The perceptual indifference point for each visual condition was assessed twice in the perceptual priors task. As this is a novel task, we tested whether these simultaneously assessed indifference points correlated strongly, as that would give us an indication of the reliability of the measurement. First, we correlated the indifference points in the condition where no priors were presented (the reference condition). Across groups the correlation was r=.70. Separately it was r=.81 for HC, r=.71 for ARMS and .51 for FEP (all p<.01). Second, in a similar fashion, we assessed how strongly the effect of the perceptual priors was correlated across the two simultaneously assessed staircases. The reliability of the strength of the perceptual priors across groups was r=.62. Separately, it was r=.64 for HCS, r=.85 for ARMS and .47 for FEP (all p<.01) (Figure 5). For the remainder of the analyses we averaged for each visual condition (Ba Da and reference) the perceptual indifference points, and the estimation of the sensory prior strength (Figure 2).
1.3.1.3. Perceptual priors shifted the perceptual indifference points in the expected direction
We tested whether the perceptual priors shift the perceptual indifference points in the expected directions compared to the reference condition. On average, across all groups taken together, Ba lip-movements lowered the value of ωBa in the perceptual indifference point by .21 (95% ci: .18-.23, T{89}=14.0, p<.0001). In contrast, Da lip-movements increased the value of ωBa in the perceptual indifference point by .16 (95% ci: .14-.18, T{89}=13.2, p<.0001) on average. When comparing the relative strength of the Ba and Da lip-movements, we found a significant difference (T{178}=2.29, p=.022), indicating a slightly stronger effect of Ba lip-movements then Da (Figure 6B).

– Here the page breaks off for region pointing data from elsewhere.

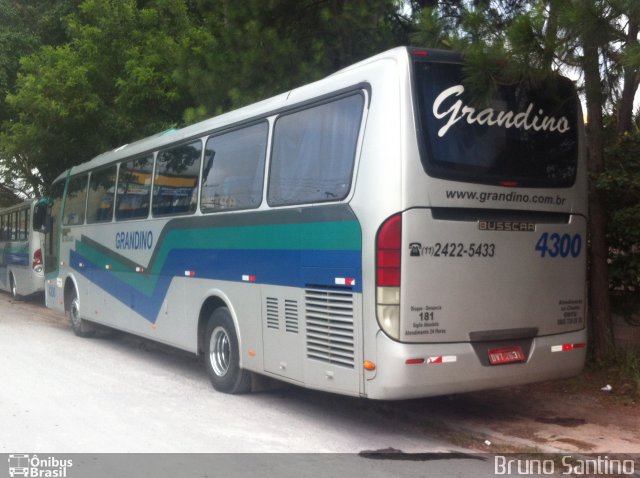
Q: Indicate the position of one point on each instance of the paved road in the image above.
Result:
(63, 394)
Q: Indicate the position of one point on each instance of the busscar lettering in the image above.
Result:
(134, 240)
(490, 117)
(506, 226)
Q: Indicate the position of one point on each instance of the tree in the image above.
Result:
(248, 51)
(110, 83)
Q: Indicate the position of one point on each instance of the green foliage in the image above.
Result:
(620, 186)
(100, 73)
(110, 83)
(247, 51)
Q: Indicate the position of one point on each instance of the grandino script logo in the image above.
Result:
(525, 120)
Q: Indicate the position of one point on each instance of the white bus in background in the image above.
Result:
(21, 243)
(375, 233)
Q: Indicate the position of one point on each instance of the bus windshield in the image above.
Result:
(520, 137)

1.3.1.4. The perceptual indifference point in the reference condition was equal across groups
Analysing group differences, the perceptual indifference point in the reference condition was a variable of no interest, as it merely reflects a personal preference for either the auditory /Ba or /Da stimulus. Indeed, the average perceptual indifference point in the reference condition across groups in reference groups was equal (Mhcs=.48 SEHCS=.02, Marms=49 SEARM=.01, MFEP=.51 SEFEP=.01; F{2,88}=1.02, p=.36) (Figure 6D).
1.3.1.5. Perceptual priors were significantly lower in ARMS compared to FEP
To test whether the perceptual priors were significantly different across groups, we conducted a one-way ANOVA. We indeed found evidence for a difference across groups (F{2,88} = 5.32, p=.007; Figure 7A, 7C). Bonferroni corrected post-hoc T-tests revealed a significant difference between ARMS (Marms=.28 SEARMS=.03) and FEP (MFEP=.44 SEFEP=.04) (p=.005), but not between healthy controls (MHCS=.37 SEHCS=.04) and ARMS (p=.20) or FEP (p=.44).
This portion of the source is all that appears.